Metastatic tumors in oral mucosa and jawbones: Unusual primary origins and unusual oral locations.

AIM: To perform clinico-pathological characterization of a large series of oral metastases, collected from 3 main medical centers in Israel and compare findings to data on frequency of primary cancer types in the population. MATERIALS: Pathology archives were searched for cases of metastatic tumors to the oral soft tissues and jawbones, 1990 - 2016. Metastases to the skin of face or to major salivary glands have been excluded. Demographic data and histopathological features were analyzed.

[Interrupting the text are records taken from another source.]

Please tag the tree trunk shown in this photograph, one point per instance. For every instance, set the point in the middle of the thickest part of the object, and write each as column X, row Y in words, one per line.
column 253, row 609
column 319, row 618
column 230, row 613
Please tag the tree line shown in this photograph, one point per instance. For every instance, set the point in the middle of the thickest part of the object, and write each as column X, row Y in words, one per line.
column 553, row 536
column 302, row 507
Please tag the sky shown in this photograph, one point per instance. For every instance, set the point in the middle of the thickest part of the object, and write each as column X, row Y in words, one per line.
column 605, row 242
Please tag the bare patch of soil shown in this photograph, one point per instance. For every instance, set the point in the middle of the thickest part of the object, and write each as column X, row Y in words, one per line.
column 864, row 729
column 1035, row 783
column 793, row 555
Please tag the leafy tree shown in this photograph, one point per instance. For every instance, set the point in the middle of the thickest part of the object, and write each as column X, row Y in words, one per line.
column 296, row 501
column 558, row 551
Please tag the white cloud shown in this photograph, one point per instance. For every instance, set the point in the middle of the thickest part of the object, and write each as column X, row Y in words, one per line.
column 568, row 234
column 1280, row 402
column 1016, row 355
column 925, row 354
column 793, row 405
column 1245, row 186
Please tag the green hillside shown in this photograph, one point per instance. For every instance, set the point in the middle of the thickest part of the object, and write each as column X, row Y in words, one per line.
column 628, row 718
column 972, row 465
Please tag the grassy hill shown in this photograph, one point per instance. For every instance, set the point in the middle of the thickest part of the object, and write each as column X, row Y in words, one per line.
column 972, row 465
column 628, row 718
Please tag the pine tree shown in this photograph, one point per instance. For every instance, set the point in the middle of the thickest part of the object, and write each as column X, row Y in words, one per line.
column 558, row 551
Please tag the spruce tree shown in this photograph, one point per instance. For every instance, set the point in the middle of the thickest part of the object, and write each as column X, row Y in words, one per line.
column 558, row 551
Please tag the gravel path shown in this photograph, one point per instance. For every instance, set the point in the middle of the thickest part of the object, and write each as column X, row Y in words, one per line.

RESULTS: Study population included 60 patients, 35 females and 25 males (ratio of 1.4:1). The age range was 17-87 years, mean 67.7 + 14.36 years. Only 3 (5%) patients were under 40 years, the remaining clustered predominantly in the 60-80 year age group. The mean age of females (59 + 13.84) was significantly lower than that of males (67.44 + 14) (p = 0.03). There was an almost equal distribution between the oral soft tissue and the jawbones (48.3% and 51.7%, respectively). The five most common organs from which metastases were distributed to the oral cavity and jawbones combined were kidney (20%), breast (15%), cutaneous (predominately melanoma, 13%), lung (11.7%) and soft tissue-sarcomas (8.3%). For comparison, Israel National Cancer Registry 2013 reported that the most frequent malignancies were breast (25.8%), colorectal cancer (16.3%), lung (12%) and prostate (10%). Malignant melanoma was 6th (5.4%), kidney malignancy was only 9th in frequency (4.2%). Although the gingiva and jawbones were the most frequent locations, some cases presented in unusual locations, (mandibular vestibule, lower lip, posterior dorsal tongue), without any specific clinical feature to suggest metastasis. CONCLUSIONS: The most frequent primary origins for oral metastasis do not correspond to the relative frequency of the primary tumors in the population, indicating that metastatic spread is not a random process. Although the majority of metastasis involves the gingiva and jawbones, any other oral mucosal location might be involved. Thus, in adult/older patients, metastasis from a distant site should be included in the differential diagnosis of oral masses at any oral location, whether the existence of a primary tumor is reported or not.